Sooo…you want to be a tutor?

If you are a casual follower of these posts you probably know that I’ve done a fair amount of talent acquisition.   At Kaplan most of that experience involved finding talented administrators, engaging marketing reps, and enthusiastic teaching prospects.

What I learned through trial and error was that there is no substitute for integrity, humility, and a sense of duty, regardless of the position. In the world of Independent Educational Services, an Ivy League Pedigree and Stellar Test Scores may get you in the door but, these days, neither will guarantee an offer.
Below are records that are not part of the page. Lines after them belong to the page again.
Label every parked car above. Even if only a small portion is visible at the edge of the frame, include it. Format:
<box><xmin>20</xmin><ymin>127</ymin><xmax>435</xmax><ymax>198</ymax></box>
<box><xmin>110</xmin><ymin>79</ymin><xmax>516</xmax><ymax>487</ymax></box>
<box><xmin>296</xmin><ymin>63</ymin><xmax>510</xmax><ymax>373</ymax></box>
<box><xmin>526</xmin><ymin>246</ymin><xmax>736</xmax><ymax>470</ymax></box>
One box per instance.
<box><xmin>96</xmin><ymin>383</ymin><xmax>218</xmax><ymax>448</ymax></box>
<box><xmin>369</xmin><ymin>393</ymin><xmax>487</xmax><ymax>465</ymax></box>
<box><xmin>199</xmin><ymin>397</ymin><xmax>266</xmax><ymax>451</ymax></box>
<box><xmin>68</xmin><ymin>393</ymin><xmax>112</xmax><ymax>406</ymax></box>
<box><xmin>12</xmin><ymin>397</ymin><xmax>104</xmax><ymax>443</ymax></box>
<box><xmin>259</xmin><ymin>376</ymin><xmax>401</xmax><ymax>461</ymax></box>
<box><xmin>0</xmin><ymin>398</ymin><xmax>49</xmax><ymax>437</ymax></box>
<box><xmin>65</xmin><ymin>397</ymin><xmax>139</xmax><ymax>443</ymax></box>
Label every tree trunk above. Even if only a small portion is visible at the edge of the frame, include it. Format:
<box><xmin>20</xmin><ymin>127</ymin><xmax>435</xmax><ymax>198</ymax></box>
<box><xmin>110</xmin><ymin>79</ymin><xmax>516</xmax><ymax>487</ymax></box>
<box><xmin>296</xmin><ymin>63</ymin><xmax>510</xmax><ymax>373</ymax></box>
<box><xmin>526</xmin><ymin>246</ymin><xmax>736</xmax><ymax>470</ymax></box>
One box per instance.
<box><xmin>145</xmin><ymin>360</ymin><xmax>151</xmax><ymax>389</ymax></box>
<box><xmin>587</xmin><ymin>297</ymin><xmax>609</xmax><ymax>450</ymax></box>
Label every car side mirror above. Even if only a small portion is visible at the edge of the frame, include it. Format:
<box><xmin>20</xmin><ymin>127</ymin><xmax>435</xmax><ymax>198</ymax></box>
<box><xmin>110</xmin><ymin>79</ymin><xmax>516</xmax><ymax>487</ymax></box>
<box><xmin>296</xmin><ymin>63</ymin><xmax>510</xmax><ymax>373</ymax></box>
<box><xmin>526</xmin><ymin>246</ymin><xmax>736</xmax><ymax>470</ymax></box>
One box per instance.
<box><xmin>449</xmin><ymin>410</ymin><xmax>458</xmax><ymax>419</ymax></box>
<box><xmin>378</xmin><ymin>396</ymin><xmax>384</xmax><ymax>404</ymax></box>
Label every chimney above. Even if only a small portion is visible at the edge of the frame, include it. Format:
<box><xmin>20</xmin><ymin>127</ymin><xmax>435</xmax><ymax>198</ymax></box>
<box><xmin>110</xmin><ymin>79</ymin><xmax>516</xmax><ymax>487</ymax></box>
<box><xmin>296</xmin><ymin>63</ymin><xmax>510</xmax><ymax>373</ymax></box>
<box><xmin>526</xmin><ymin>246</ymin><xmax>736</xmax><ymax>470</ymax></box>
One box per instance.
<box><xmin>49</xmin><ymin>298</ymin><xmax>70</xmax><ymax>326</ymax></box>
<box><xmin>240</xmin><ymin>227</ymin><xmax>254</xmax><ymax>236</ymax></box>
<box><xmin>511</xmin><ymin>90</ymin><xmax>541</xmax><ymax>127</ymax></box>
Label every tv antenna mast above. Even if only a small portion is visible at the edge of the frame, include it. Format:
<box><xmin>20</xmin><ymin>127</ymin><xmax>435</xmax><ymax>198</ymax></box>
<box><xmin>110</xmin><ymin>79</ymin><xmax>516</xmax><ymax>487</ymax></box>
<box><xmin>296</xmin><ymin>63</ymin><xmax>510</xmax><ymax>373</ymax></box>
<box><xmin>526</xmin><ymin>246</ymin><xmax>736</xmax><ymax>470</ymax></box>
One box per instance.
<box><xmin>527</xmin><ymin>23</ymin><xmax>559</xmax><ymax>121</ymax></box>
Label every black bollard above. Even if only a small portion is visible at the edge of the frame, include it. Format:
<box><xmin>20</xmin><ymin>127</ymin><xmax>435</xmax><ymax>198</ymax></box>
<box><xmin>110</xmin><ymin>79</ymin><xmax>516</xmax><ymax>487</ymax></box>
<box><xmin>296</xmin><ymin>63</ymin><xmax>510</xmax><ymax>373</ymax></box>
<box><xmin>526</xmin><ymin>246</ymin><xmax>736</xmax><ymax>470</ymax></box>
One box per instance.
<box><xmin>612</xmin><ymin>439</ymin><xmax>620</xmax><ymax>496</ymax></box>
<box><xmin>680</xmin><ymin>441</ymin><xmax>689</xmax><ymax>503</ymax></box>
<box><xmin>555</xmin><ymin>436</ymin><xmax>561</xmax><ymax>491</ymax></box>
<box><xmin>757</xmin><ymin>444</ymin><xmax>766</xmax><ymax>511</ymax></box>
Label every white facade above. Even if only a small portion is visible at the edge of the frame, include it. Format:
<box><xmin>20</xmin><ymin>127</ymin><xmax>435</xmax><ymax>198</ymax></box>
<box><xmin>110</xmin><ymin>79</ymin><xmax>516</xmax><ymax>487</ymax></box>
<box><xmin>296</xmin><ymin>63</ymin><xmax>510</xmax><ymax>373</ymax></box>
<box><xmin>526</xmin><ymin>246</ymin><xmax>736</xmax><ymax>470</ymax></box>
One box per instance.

Having said that, a commitment to scholarship is never a bad thing. Here are some things that I’ve noted from past interviews with a number of exceptional candidates:

  • Great candidates do their homework.  For example, if one is applying to tutor SAT/ACT, one should take the time to visit the College Board or ACT to ensure that any changes to the test are understood.   So if one is applying to work as a tutor, try checking out their website and look for a mission or vision statement. This may help determine cultural fit.
  • Great candidates write a cover letter/email  and the cover letter includes two or three bullet points related to the specific position.  The cover letter is well conceived, checked for spelling and grammar, and representative of one’s normal communication style.
  • Great candidates include past test scores and familiarity with subjects other than test prep (i.e.–SAT, ACT, GRE, GMAT, LSAT, MCAT, DAT/OAT).    Consider this the way in which the company can quickly determine if you go into the “set up an interview” pile or the “maybe, but not urgent” pile.
  • Great candidates are authentic and honest.  They come prepared to explain why they want to tutor, what led them to the company’s posting, what they are good at, and where they could stand to improve.
  • Great candidates have humility.  Assume for a moment that you are smart, a gifted communicator, and genuinely interested in teaching others BUT you have almost no experience tutoring the SAT or the ACT.  Sound familiar?  Here’s what not to do:   pretend you are equipped to do something you have not yet done.  Instead, explain other areas of strength (volunteer tutoring, AP, SAT II, Subject Expertise) and a willingness to learn what you don’t know.  Good managers will see potential and quite often, invest in your development.  Poor manager will not.  But why would you want to work for a poor manager?
  • Great candidates have humility Part 2.  Great candidates are punctual and put together.  This may be an obvious one to most folks but things like punctuality, grooming, and deference are generally non-negotiable with most firms–particularly boutique tutoring and admissions firms.
  • Great candidates are responsive and detailed in their communication.  They understand that any exchange could conceivably be viewed as the way in which they will communicate with the company as an employee or with their students in the future.
  • Great candidates know the true measure of their past experience is student success.  If you don’t not know how your past students have scored on their tests, ask yourself why?   Great firms generate virtuous relationships that generate desirable and quantifiable student outcomes.
  •  Great candidates prepare and ask questions.  If you don’t have question based on your preliminary research, chances are you may be applying for the wrong reason.  The company will want to get a sense of how it would be to work with you and, in-turn, you should want to understand how it would be to work with them.
  • Great candidates don’t ask about money…at least not at first.   We all may want to know the answer to this question but patience here is important.  Either you have a sense of the pay rate or you can wait until after the first interview to ask the question.
  • Great candidates are willing to score qualify.  If your test scores are greater than five years old, or if you have not seen the New SAT, don’t worry–you are not alone.  This is a great time to flip the script through acknowledging the potential for growth.  By displaying a willingness to re-test you demonstrate:  self-awareness, honesty, humility, industry awareness, and a willingness to commit (among other things).   This may be a difference maker in the process.